The city is compact, airy and leafy, crammed with independent eateries, green spaces and art galleries. Furthermore, it is friendly, accessible and easy to navigate – as long as you avoid tourist traps like Strøget and hire a bike, you should be able to see the city like a native!
While I could not recommend going to Copenhagen enough, it is worth bearing in mind a couple of things that you might need to prepare for: firstly, it is certainly not cheap so it is worth saving a bit beforehand and, secondly, the weather can be as cold and wet as what we are used to in the UK, so you are going to want to pack an anorak.
If you are looking for a Danish culinary experience, head over to Torvehallerne. Just off from the city-centre, near the Nørreport station, lies an immense covered food market, and a must for anyone even remotely interested in good food. Here you can find quality coffee, cuisine from every corner of the world, traditional Danish smørrebrød (like an open sandwich on brown rye bread) and the healthy Paleo food which is all the rage in Denmark.
If you have a weak spot for smooth, flavoursome coffee and well-executed latte art then you need to get yourself down to the Coffee Collective. Copenhagen is filled with lots of nice (and not so nice) coffee chains, but if you want high-quality, hand-crafted coffee with an ethical conscience then you should stop off at one of the Coffee Collective’s two Copenhagen cafes.

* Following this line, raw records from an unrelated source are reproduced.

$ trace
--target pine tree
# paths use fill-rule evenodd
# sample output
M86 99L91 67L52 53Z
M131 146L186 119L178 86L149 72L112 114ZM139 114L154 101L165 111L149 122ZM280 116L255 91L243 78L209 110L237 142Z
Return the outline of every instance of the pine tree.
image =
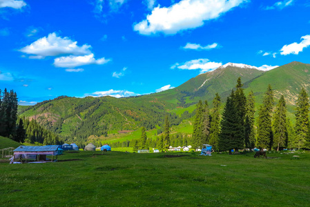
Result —
M23 119L19 119L18 121L18 127L16 131L16 136L14 137L14 141L18 142L23 142L26 138L26 130L23 128Z
M273 117L273 145L279 151L280 147L286 146L287 140L287 107L284 97L281 96Z
M164 150L164 136L162 134L159 138L159 144L158 146L158 149L162 152Z
M195 120L193 124L193 147L197 149L201 144L201 139L202 137L202 120L203 116L203 106L202 101L200 100L196 105L196 112L195 115Z
M213 101L213 108L211 113L211 121L210 127L210 139L209 144L212 145L215 150L217 150L218 139L220 134L220 107L221 106L221 98L218 93L215 94L215 97Z
M244 146L244 134L240 117L235 104L233 90L227 97L224 109L223 119L221 121L221 132L220 134L219 148L220 150L242 149Z
M199 146L206 144L210 137L210 115L208 101L204 101L202 120L202 139Z
M273 92L269 84L258 112L256 146L261 149L268 147L271 149L273 145L273 134L271 126L273 108Z
M244 145L249 149L254 148L255 142L255 112L254 94L251 91L247 98L244 122Z
M165 118L164 130L164 147L165 149L168 149L170 146L170 124L168 115Z
M133 141L133 150L134 152L137 151L138 150L138 141L137 139L135 139Z
M304 88L302 88L296 102L296 125L295 126L298 149L304 146L309 135L309 97Z
M142 128L141 130L141 138L140 138L141 149L145 150L146 148L146 139L148 139L148 137L146 137L145 127L142 126Z

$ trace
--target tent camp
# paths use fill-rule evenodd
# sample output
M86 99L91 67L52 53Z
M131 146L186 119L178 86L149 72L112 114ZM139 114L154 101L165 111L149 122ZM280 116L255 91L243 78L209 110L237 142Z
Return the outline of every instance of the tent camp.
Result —
M58 147L58 145L20 146L14 150L10 163L45 163L57 161ZM48 159L47 156L51 157Z
M79 150L79 147L77 146L77 145L75 143L71 144L70 146L72 146L73 150Z
M84 150L86 151L95 151L96 150L96 146L93 144L90 143L84 148Z
M103 146L101 146L101 148L100 148L100 150L101 151L104 151L104 150L106 150L106 151L110 151L111 150L111 147L109 146L107 144L104 145Z
M66 144L66 143L65 143L65 144L64 144L62 145L61 148L62 148L64 150L73 150L73 147L72 147L72 145L69 145L69 144Z

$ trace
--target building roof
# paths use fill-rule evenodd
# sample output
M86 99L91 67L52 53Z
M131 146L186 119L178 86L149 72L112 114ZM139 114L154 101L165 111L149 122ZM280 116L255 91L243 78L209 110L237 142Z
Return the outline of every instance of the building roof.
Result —
M14 152L47 152L56 151L58 145L50 146L20 146Z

Cocktails, cocktails, cocktails…and more cocktails! Ruby is the place to be in Copenhagen if you want to get the local experience. It is expensive but the cocktails (and the people who come to drink them) are so fabulous that you won’t mind. Ruby is situated in a rickety townhouse and is pretty easy to miss, probably because it has deliberately been kept low-profile in order to keep us tourists out! Bartenders mix a range of seasonal drinks with the finest ingredients as well as a selection of well chosen classics. If I was ever back in Copenhagen I would order a ‘French Pearl’: gin, lime juice, sugar syrup, fresh mint and a splash of absinthe.

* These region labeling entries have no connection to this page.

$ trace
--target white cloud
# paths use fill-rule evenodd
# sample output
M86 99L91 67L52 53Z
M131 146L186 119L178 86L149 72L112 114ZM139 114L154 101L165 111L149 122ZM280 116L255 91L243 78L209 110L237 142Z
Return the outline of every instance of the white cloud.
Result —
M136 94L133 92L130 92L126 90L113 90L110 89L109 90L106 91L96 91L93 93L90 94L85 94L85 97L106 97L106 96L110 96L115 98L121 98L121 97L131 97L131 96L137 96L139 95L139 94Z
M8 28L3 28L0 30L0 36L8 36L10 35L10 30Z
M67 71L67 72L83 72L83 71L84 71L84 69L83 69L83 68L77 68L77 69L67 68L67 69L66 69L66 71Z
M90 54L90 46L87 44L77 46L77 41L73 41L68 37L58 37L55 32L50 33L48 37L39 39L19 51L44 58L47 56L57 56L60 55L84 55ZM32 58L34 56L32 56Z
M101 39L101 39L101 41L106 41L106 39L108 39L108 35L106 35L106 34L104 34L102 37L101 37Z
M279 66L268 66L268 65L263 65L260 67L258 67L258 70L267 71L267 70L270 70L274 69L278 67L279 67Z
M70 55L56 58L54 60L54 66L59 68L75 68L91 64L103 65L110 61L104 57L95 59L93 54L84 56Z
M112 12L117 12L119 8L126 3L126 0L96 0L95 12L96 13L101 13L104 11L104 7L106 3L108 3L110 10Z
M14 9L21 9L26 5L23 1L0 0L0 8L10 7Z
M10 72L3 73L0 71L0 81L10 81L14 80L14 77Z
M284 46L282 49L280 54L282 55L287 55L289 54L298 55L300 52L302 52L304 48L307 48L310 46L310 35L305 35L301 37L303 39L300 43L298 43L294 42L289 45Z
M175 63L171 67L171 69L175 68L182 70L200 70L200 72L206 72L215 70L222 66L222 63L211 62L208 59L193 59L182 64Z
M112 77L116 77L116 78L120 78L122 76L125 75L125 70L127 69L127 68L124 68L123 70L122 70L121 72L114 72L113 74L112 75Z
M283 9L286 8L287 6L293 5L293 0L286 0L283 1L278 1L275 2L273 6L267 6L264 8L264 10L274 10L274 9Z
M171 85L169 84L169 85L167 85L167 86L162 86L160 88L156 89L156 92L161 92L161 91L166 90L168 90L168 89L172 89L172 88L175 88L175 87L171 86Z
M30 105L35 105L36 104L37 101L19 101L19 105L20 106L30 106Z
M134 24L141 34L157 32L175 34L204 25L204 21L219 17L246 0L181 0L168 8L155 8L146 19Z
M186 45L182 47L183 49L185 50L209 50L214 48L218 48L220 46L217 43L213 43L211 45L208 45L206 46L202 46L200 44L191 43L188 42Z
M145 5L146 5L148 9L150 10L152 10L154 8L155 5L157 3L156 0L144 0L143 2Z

When you are done with the cocktails, why not head down to some of Copenhagen’s clubs. As a warning, remember that clubs tend to only be open Thursday to Saturday, so if going out is a holiday priority of yours, you may want to book your stay accordingly
Bakken KBH, for example, is lo-fi, low-fuss and lots of fun! Located in the Meatpacking District, there is a chill vibe at Bakken KBH, a club which attracts a crowd that are open-minded and know how to have a good time.
But enough with the food and nightlife, Copenhagen’s culture is worth exploring also. Why not get down to Thiemers Magasin, a beautiful, cosy bookshop with a wide range of reading material and plenty of chairs to sit down in and while away an afternoon reading; this place is a heaven for bibliophiles. A bit off the beaten track, the surrounding neighborhood is pretty and full of other interesting little shops.
If you are interested in gaining insight into the Danish art scene then look no further — Andersen’s Contemporary is the gallery that represents internationally renowned Danish artists such as Albert Metz and the fantastic Oliafur Eliasson. The space feels hip, cutting edge and more than a little intimidating.
If you are still not convinced, head to the Designmuseum Danmark. With Scandi design and interiors sweeping the globe, it is great for anyone with an interest in design or applied arts. This museum is spacious, well laid out and informative.
So save some money and pack your bags, Copenhagen is waiting for you!